Dans le salon envahi par le silence, elle a aperçu un torse humain posé dans un coin de ce luxueux logement acheté 2,25 millions de dollars par Fahim Saleh, dynamique et humaniste patron de start-up âgé de 37 ans. Arrivés à leur tour au 7e étage de cet immeuble du quartier Lower East Side, les policiers découvriront près du buste une scie électrique encore branchée, un aspirateur portable, des produits de nettoyage, et surtout de grands sacs plastiques contenant la tête et les quatre membres de la victime. Une victime qui est aussitôt identifiée comme Fahim Saleh, et dont le meurtrier présumé a été officiellement mis en accusation samedi à New York.

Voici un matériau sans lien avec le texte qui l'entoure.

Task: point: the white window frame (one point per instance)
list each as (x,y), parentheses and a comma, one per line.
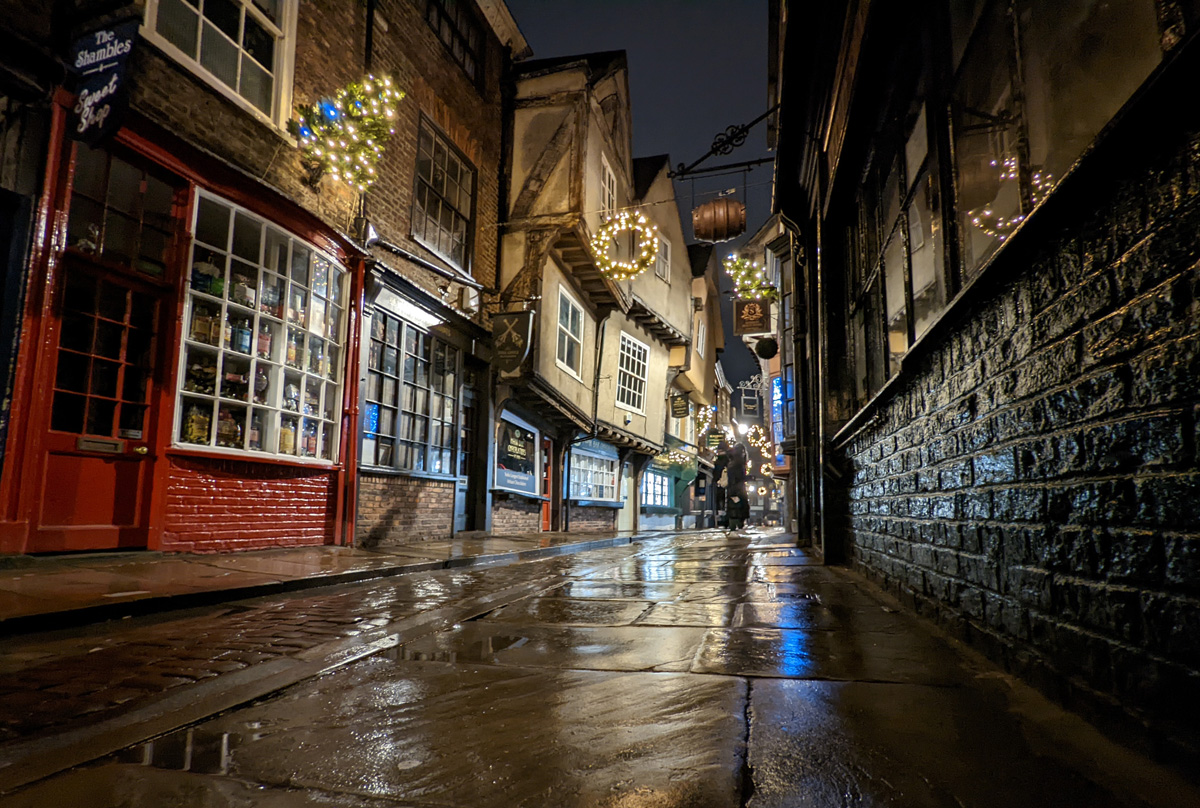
(627,360)
(283,67)
(273,293)
(595,472)
(573,307)
(607,189)
(663,261)
(655,490)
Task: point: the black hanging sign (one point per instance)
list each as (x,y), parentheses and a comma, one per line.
(751,317)
(511,335)
(97,60)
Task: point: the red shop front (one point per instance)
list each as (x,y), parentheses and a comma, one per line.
(181,379)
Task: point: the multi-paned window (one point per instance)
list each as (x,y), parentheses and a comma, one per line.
(631,373)
(460,31)
(570,333)
(657,490)
(261,369)
(443,201)
(1031,90)
(238,43)
(592,477)
(607,187)
(663,261)
(412,399)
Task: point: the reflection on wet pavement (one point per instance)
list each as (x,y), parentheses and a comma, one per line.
(699,671)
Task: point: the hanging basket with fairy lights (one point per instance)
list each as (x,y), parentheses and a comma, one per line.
(749,279)
(345,136)
(647,245)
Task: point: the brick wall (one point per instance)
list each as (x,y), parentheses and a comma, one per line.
(394,509)
(593,520)
(216,506)
(511,515)
(1033,479)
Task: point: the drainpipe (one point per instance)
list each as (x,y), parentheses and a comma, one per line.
(587,436)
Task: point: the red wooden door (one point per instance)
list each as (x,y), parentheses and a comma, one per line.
(547,482)
(97,441)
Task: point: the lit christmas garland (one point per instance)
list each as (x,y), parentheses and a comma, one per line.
(1001,227)
(346,135)
(647,245)
(749,279)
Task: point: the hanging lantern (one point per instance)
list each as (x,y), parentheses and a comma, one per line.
(719,220)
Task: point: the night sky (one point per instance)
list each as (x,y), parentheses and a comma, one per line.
(695,67)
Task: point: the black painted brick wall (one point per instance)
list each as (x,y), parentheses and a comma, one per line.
(1033,482)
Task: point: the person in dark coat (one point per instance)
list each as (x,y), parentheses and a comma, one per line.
(733,460)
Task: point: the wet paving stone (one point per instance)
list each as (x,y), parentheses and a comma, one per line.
(571,612)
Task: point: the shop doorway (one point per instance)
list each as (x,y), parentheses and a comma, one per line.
(463,491)
(97,441)
(547,482)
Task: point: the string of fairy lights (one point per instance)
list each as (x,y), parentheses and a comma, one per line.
(750,281)
(346,135)
(1000,227)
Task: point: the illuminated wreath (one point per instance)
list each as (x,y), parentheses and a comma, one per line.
(647,245)
(346,135)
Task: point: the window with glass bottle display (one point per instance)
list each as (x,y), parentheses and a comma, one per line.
(261,363)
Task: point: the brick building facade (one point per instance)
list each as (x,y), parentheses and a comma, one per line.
(222,336)
(1008,333)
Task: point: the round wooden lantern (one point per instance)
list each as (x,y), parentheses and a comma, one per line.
(719,220)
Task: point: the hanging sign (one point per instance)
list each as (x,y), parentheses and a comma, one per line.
(751,317)
(97,60)
(513,333)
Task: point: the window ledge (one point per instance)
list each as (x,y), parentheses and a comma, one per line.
(523,495)
(382,471)
(598,503)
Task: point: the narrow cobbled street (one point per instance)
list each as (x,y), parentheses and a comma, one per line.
(709,669)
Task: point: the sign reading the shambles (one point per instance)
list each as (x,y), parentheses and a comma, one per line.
(751,317)
(511,335)
(97,61)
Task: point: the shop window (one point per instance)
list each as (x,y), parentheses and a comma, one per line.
(663,261)
(631,373)
(570,334)
(240,46)
(121,213)
(461,34)
(516,456)
(657,490)
(592,477)
(443,202)
(412,399)
(261,367)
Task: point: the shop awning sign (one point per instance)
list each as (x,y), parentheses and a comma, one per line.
(97,61)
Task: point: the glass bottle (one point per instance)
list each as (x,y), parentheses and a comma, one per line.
(196,425)
(256,431)
(264,341)
(288,437)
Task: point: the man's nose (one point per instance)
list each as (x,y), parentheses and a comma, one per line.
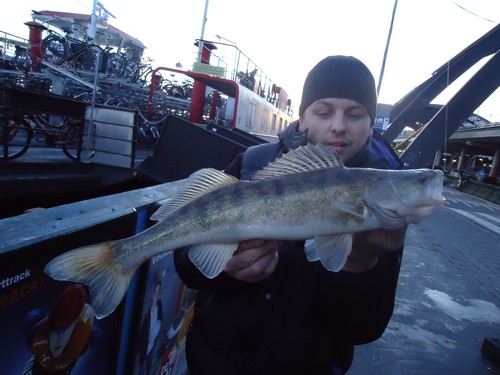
(337,123)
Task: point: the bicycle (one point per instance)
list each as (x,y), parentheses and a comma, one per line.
(21,61)
(144,74)
(18,131)
(81,55)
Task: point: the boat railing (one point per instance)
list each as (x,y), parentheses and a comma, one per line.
(243,70)
(9,42)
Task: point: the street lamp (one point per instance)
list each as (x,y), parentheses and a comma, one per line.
(236,57)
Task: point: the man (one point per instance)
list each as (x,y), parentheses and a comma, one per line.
(272,311)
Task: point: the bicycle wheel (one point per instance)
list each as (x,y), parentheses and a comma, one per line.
(115,65)
(54,49)
(89,59)
(131,71)
(15,138)
(22,62)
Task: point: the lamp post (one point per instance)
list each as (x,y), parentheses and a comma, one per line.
(386,48)
(236,58)
(202,36)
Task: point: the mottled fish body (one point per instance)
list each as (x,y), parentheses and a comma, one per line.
(306,195)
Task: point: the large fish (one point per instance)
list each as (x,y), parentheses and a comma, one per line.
(307,194)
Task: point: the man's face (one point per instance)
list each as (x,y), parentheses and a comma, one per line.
(340,124)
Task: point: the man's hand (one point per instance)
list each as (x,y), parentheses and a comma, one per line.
(368,246)
(254,260)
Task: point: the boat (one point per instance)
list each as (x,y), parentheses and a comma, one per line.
(225,97)
(110,156)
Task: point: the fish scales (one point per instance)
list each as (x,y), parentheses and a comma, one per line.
(323,204)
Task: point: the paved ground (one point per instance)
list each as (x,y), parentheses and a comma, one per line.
(448,297)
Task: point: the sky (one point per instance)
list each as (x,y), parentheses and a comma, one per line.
(286,40)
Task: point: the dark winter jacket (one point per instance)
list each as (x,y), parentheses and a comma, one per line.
(303,319)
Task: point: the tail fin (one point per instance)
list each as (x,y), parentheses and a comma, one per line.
(96,267)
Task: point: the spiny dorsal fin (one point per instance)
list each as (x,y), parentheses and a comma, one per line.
(199,183)
(303,159)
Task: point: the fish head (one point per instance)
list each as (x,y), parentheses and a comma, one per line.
(398,198)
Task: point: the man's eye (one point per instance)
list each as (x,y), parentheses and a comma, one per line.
(355,115)
(324,113)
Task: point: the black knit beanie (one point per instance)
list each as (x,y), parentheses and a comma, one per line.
(342,77)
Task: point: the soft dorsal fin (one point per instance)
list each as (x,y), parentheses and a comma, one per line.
(303,159)
(199,183)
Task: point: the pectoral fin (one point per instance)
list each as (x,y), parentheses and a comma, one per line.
(332,250)
(211,259)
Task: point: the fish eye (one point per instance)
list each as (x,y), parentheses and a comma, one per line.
(423,178)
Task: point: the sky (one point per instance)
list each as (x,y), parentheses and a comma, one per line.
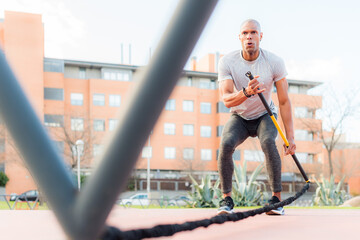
(318,40)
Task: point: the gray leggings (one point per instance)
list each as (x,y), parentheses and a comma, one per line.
(235,132)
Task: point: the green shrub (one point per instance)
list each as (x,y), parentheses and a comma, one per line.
(247,192)
(328,193)
(205,195)
(3,179)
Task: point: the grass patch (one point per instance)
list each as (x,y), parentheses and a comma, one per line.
(22,206)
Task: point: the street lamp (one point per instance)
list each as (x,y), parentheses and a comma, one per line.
(79,149)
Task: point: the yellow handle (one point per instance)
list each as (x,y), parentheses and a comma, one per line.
(280,131)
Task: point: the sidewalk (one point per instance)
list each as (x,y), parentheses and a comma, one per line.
(296,224)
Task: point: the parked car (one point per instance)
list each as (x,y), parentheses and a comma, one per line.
(179,201)
(139,199)
(31,195)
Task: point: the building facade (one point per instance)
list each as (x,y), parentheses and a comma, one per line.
(82,100)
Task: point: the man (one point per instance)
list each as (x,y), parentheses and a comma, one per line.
(250,117)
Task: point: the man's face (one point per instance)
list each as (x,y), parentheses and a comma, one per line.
(250,37)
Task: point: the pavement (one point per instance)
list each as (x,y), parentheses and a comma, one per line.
(295,224)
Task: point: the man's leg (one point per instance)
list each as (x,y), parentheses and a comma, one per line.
(234,133)
(267,133)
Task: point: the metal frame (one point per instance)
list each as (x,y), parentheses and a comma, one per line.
(82,215)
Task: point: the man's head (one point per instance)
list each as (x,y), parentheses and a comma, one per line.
(250,37)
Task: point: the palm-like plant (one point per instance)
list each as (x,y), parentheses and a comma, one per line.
(205,194)
(328,193)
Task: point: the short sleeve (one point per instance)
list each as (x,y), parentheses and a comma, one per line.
(279,69)
(223,71)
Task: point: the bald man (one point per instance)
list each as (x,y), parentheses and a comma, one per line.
(249,117)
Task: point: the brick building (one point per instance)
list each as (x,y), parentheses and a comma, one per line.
(81,100)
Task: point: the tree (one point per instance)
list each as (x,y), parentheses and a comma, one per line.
(334,112)
(74,127)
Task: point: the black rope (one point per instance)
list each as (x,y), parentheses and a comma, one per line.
(113,233)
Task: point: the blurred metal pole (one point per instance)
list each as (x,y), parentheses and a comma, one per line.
(141,112)
(36,147)
(79,150)
(148,169)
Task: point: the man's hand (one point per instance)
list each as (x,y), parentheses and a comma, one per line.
(291,149)
(254,87)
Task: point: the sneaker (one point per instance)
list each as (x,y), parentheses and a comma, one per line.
(226,206)
(279,210)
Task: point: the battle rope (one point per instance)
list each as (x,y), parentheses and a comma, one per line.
(113,233)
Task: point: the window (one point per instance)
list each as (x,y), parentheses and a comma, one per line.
(147,152)
(303,112)
(112,124)
(205,107)
(189,82)
(54,94)
(59,146)
(97,149)
(82,73)
(254,155)
(53,65)
(236,155)
(305,157)
(53,120)
(206,154)
(169,128)
(116,74)
(188,130)
(99,125)
(188,106)
(205,131)
(204,84)
(170,153)
(2,145)
(170,105)
(303,135)
(221,108)
(98,99)
(76,99)
(74,151)
(294,89)
(188,153)
(219,130)
(77,124)
(114,100)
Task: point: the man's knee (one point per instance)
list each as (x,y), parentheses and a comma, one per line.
(227,145)
(268,143)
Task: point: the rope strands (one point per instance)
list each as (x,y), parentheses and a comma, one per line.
(113,233)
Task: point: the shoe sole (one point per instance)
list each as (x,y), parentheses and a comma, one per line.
(224,212)
(275,212)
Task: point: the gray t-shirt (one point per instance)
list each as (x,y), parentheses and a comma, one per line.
(270,69)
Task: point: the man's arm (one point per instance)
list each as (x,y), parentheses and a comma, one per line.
(286,114)
(232,98)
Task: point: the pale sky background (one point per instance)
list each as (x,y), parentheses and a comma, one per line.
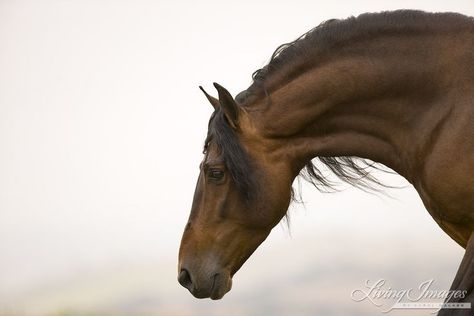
(101,132)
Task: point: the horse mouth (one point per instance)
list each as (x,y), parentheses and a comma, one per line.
(220,286)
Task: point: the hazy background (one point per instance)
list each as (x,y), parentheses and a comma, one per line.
(101,133)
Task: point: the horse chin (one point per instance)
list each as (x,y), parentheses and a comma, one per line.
(222,285)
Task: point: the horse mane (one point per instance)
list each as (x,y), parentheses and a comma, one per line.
(322,42)
(309,50)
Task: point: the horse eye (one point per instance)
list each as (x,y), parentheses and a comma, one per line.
(216,174)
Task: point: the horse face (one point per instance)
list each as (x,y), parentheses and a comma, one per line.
(227,223)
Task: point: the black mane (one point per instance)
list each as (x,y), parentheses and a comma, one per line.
(323,41)
(305,52)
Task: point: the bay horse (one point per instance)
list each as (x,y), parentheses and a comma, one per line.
(392,88)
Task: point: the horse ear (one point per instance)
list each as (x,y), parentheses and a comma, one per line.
(228,104)
(214,102)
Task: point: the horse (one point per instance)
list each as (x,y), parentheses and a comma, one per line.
(392,89)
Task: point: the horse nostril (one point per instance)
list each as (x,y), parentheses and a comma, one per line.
(184,279)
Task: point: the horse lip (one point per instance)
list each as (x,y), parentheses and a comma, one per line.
(214,291)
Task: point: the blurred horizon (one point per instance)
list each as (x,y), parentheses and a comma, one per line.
(101,129)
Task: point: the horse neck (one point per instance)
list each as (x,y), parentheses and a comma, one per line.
(379,106)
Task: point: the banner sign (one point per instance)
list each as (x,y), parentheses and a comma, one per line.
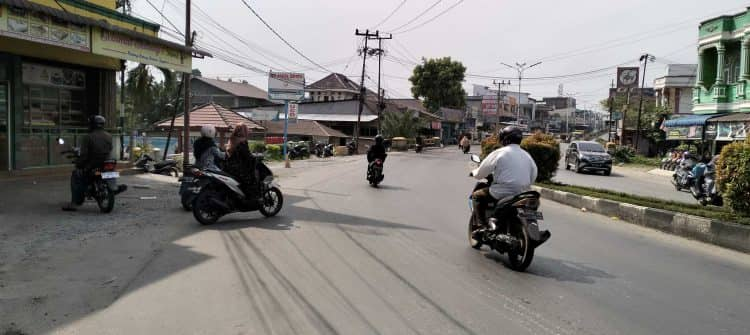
(286,86)
(114,44)
(627,77)
(38,27)
(52,76)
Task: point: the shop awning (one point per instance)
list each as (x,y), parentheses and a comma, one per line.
(733,117)
(110,40)
(689,120)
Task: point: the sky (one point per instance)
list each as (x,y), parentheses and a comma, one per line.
(568,37)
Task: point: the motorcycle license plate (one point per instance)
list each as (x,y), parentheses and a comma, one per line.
(110,175)
(534,215)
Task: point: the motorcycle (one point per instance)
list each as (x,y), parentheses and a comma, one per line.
(149,165)
(683,175)
(299,151)
(512,226)
(222,194)
(101,181)
(375,172)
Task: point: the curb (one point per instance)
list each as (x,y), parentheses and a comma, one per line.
(725,234)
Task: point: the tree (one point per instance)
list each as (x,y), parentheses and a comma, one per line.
(439,83)
(403,124)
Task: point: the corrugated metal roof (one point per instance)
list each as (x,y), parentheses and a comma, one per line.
(221,118)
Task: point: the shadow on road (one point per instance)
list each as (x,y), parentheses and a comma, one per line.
(560,270)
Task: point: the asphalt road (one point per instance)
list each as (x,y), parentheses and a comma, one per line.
(344,258)
(624,179)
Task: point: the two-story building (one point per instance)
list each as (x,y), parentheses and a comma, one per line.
(58,65)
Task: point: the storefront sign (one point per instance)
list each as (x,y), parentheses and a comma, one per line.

Habillé comme un ninja, masque et gants en latex noir

Assistant personnel de l’entrepreneur durant plusieurs années, Tyrese Devon Haspil, 21 ans, est soupçonné d’avoir tué son ex-employeur lundi en le poignardant au niveau de la poitrine et du cou, puis d’être revenu dépecer le cadavre le lendemain. Selon des enquêteurs, ce jeune homme originaire de Long Island aurait essayé de faire passer ce crime pour celui d’un tueur professionnel, un acte potentiellement en lien avec les activités de la victime. Le but ? Ne pas attirer les soupçons sur lui. Il faut dire que Tyrese Haspil avait toutes les chances de figurer sur une liste resserrée de suspects.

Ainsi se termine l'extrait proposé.